Dengan gemetar aku menyingkirkan tangannya yang mulai bergerilya di sekitar organ intim ku.
"Tio.. Plis hentikan!" pintaku susah payah menahan hasrat yang bergejolak di tubuhku.
"Ayo, sayang, kita tuntaskan di apartemenku atau di sini saja?" ajaknya sambil tangannya berusaha membuka kancing blusku.
"Tio.. Udah! Aku ga mau bikin dosa lagi!" seruku seraya mendorong dadanya yang menempel di dadaku. Apa jadinya jika aku nuruti keinginannya di sini? Bisa-bisa digrebek se- RT.
"Ck!" Tio menarik tubuhnya dan kembali ke posisi semula, duduk bersandar pada sandaran kursi mobil.
Aku menggigit bibir, dadaku naik turun, "Maafkan aku.. Aku ga bisa.. "
Tio membuang napas kasar lalu berkata, "Aku yang harusnya minta maaf."
"Aku.... "
"Kamu masuklah sudah malam! " titahnya.
"Kamu ga marah kan?" tanyaku takut-takut. Jujur aku takut sekali Tio marah dan meninggalkanku.
Tio terdiam sesaat lalu menoleh menatapku tersenyum.
"Liana, aku yang salah mengapa aku harus marah padamu?" Tio mengelus wajahku lembut membuat hatiku lebih tenang.
"Udah yah jangan banyak pikiran." Dia menyentil hidung bangir ku.
Aku mengangguk tersenyum tipis. Rasanya lega dia tidak marah.
Kring.. Kring..
Ponsel Tio berdering, dia merogoh benda segi empat itu dari kantong celananya.
"Oke... Aku segera ke sana yah..tunggu aku." Jawabnya pada si Penelepon sambil matanya menatapku.
"Okey sayang, aku pulang yah.. " pamitnya padaku sehabis menutup obrolannya dengan lawan bicaranya via phone.

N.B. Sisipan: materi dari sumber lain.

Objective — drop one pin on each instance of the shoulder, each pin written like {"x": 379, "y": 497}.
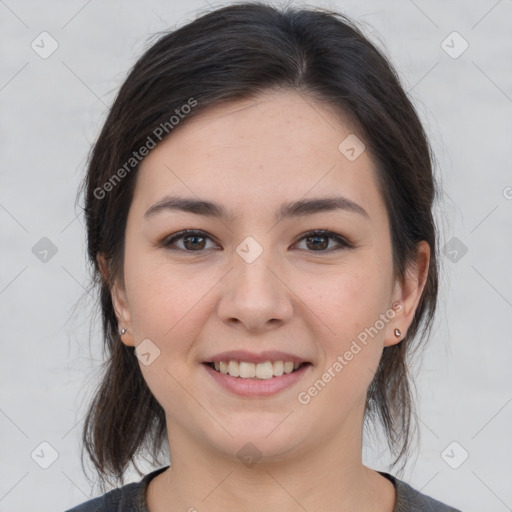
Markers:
{"x": 128, "y": 498}
{"x": 117, "y": 500}
{"x": 409, "y": 499}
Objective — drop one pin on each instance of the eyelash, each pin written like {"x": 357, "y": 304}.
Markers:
{"x": 343, "y": 244}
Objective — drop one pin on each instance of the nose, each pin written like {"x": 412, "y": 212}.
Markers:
{"x": 255, "y": 296}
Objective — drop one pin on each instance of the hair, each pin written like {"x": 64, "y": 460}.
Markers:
{"x": 239, "y": 52}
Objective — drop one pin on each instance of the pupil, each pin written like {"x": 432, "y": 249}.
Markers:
{"x": 322, "y": 246}
{"x": 191, "y": 237}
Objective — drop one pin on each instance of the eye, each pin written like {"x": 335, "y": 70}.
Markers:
{"x": 195, "y": 241}
{"x": 319, "y": 239}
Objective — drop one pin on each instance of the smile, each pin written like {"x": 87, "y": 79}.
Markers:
{"x": 263, "y": 371}
{"x": 247, "y": 379}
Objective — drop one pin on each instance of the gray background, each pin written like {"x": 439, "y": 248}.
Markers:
{"x": 51, "y": 111}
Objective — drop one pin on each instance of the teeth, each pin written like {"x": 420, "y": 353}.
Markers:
{"x": 265, "y": 370}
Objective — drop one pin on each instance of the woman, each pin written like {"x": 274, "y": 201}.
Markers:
{"x": 259, "y": 218}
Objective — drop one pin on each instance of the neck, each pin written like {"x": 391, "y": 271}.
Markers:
{"x": 326, "y": 477}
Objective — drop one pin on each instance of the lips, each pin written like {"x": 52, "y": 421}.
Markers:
{"x": 251, "y": 357}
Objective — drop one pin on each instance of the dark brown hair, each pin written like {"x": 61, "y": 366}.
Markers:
{"x": 238, "y": 52}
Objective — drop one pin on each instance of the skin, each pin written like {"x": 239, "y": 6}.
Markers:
{"x": 293, "y": 297}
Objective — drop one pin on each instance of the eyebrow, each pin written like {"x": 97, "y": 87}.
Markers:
{"x": 288, "y": 210}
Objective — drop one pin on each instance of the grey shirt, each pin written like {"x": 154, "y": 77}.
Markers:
{"x": 132, "y": 498}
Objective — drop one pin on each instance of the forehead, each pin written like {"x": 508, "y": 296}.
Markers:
{"x": 256, "y": 153}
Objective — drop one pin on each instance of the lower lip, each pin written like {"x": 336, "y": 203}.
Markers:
{"x": 257, "y": 387}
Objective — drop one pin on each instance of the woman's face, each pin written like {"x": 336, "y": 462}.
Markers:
{"x": 255, "y": 281}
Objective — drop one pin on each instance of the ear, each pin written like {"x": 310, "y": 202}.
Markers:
{"x": 407, "y": 294}
{"x": 119, "y": 302}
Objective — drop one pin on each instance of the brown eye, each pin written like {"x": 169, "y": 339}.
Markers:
{"x": 318, "y": 241}
{"x": 193, "y": 241}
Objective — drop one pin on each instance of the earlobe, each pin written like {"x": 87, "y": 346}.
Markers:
{"x": 407, "y": 293}
{"x": 119, "y": 302}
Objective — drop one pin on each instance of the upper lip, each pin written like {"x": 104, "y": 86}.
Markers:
{"x": 251, "y": 357}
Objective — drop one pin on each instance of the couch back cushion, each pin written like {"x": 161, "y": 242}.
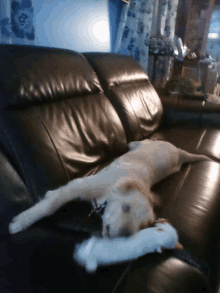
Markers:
{"x": 130, "y": 91}
{"x": 56, "y": 124}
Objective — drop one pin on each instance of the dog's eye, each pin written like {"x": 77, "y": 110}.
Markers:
{"x": 126, "y": 208}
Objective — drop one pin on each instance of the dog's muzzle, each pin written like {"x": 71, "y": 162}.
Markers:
{"x": 99, "y": 209}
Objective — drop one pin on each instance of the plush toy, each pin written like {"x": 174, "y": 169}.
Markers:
{"x": 99, "y": 251}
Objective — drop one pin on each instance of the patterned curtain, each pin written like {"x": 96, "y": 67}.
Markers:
{"x": 167, "y": 11}
{"x": 135, "y": 30}
{"x": 16, "y": 22}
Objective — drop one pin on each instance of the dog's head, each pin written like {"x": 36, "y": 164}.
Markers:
{"x": 130, "y": 209}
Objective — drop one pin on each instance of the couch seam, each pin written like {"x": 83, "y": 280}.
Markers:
{"x": 111, "y": 123}
{"x": 201, "y": 139}
{"x": 131, "y": 108}
{"x": 11, "y": 144}
{"x": 59, "y": 156}
{"x": 177, "y": 189}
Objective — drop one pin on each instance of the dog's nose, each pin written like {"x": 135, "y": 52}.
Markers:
{"x": 125, "y": 232}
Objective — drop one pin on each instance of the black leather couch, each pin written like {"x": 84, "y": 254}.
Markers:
{"x": 65, "y": 115}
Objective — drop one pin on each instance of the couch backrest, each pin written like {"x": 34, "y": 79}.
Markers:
{"x": 56, "y": 123}
{"x": 130, "y": 92}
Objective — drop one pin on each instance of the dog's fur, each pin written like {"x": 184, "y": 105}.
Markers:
{"x": 125, "y": 184}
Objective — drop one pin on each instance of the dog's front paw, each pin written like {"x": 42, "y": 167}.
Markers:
{"x": 21, "y": 222}
{"x": 161, "y": 221}
{"x": 15, "y": 226}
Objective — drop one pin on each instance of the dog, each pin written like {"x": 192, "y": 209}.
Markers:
{"x": 125, "y": 184}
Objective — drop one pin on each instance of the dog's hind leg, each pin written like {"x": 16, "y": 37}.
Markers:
{"x": 79, "y": 189}
{"x": 185, "y": 157}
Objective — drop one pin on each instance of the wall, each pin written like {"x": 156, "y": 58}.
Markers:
{"x": 198, "y": 23}
{"x": 213, "y": 45}
{"x": 80, "y": 25}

"Ya, sampai jumpa sabtu depan ya " ucapku kemudian keluar dari mobil.
Sesudah itu mobil Tio pun berjalan dengan kecepetan sedang, sorot lampu mobilnya membelah kegelapan malam.

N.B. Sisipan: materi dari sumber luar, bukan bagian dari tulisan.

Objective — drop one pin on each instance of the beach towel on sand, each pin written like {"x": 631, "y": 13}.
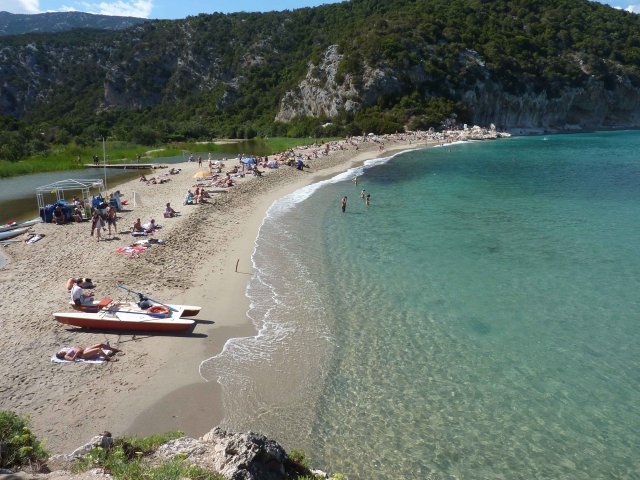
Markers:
{"x": 130, "y": 250}
{"x": 77, "y": 360}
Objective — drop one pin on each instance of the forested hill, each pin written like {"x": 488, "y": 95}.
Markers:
{"x": 14, "y": 24}
{"x": 363, "y": 65}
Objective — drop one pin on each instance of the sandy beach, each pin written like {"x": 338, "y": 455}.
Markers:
{"x": 155, "y": 386}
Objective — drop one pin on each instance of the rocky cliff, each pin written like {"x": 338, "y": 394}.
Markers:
{"x": 592, "y": 106}
{"x": 533, "y": 66}
{"x": 235, "y": 456}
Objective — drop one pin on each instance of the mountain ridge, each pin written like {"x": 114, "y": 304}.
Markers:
{"x": 18, "y": 23}
{"x": 338, "y": 69}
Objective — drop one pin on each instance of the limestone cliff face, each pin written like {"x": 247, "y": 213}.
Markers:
{"x": 590, "y": 107}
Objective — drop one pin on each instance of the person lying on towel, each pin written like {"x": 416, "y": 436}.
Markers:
{"x": 100, "y": 351}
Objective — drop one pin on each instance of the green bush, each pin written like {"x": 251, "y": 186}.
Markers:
{"x": 18, "y": 445}
{"x": 126, "y": 460}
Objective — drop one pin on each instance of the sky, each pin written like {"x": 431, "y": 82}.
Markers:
{"x": 174, "y": 9}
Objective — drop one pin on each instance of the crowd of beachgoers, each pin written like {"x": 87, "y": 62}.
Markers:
{"x": 180, "y": 238}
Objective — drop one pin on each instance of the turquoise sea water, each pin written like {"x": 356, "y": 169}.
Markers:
{"x": 479, "y": 320}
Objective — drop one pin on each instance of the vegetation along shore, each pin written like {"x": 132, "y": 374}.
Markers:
{"x": 203, "y": 260}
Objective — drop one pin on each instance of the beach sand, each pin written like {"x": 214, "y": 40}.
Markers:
{"x": 155, "y": 386}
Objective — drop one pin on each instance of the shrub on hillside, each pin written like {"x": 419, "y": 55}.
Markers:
{"x": 18, "y": 445}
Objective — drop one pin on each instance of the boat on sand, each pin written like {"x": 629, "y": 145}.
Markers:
{"x": 13, "y": 233}
{"x": 145, "y": 314}
{"x": 108, "y": 315}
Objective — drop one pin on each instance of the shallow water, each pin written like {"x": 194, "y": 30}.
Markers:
{"x": 478, "y": 320}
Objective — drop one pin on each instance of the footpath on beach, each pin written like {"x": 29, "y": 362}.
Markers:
{"x": 199, "y": 257}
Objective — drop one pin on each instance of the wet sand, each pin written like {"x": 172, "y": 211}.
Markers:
{"x": 155, "y": 386}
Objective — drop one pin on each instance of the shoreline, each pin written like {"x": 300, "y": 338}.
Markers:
{"x": 155, "y": 387}
{"x": 208, "y": 404}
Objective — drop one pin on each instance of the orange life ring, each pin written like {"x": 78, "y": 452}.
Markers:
{"x": 158, "y": 309}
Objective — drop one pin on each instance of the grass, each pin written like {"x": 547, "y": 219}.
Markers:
{"x": 66, "y": 157}
{"x": 127, "y": 460}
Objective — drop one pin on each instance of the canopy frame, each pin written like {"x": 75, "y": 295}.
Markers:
{"x": 70, "y": 185}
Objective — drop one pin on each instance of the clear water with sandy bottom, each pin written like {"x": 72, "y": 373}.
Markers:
{"x": 479, "y": 320}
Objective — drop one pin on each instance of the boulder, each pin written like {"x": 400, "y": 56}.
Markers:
{"x": 236, "y": 456}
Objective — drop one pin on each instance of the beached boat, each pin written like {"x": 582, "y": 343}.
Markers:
{"x": 106, "y": 303}
{"x": 13, "y": 226}
{"x": 13, "y": 233}
{"x": 129, "y": 316}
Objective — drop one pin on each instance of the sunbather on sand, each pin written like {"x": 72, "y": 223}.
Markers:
{"x": 99, "y": 351}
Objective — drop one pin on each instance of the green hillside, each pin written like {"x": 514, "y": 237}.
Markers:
{"x": 401, "y": 64}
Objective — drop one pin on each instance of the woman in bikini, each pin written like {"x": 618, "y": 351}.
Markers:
{"x": 100, "y": 351}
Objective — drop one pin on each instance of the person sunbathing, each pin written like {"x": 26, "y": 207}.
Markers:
{"x": 151, "y": 227}
{"x": 137, "y": 226}
{"x": 99, "y": 351}
{"x": 169, "y": 212}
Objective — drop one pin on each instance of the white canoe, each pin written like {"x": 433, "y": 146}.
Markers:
{"x": 127, "y": 317}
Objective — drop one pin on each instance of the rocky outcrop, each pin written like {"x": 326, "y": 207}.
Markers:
{"x": 236, "y": 456}
{"x": 319, "y": 94}
{"x": 590, "y": 107}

Aku melirik jam tangan di pergelangan tanganku yang menunjuk pukul 23.20, ternyata sudah larut malam.
Jam segini kemana Tio akan pergi? Siapa yang menelpon nya malam-malam begini? Batinku.
Ku tepis. perasaan curiga ku, jangan sampai meracuni pikiranku lagi
Tio masih bujangan, dia punya hak kumpul-kumpul dengan teman-temannya, ini juga malam minggu kan? Malam yang panjang bagi bujangan?
Ku langkahkan kaki masuk ke kamar kost ku. Aku sekali-kali menguap, mataku sudah lima watt. Aku mau rebahan di kasur empuk ku segera.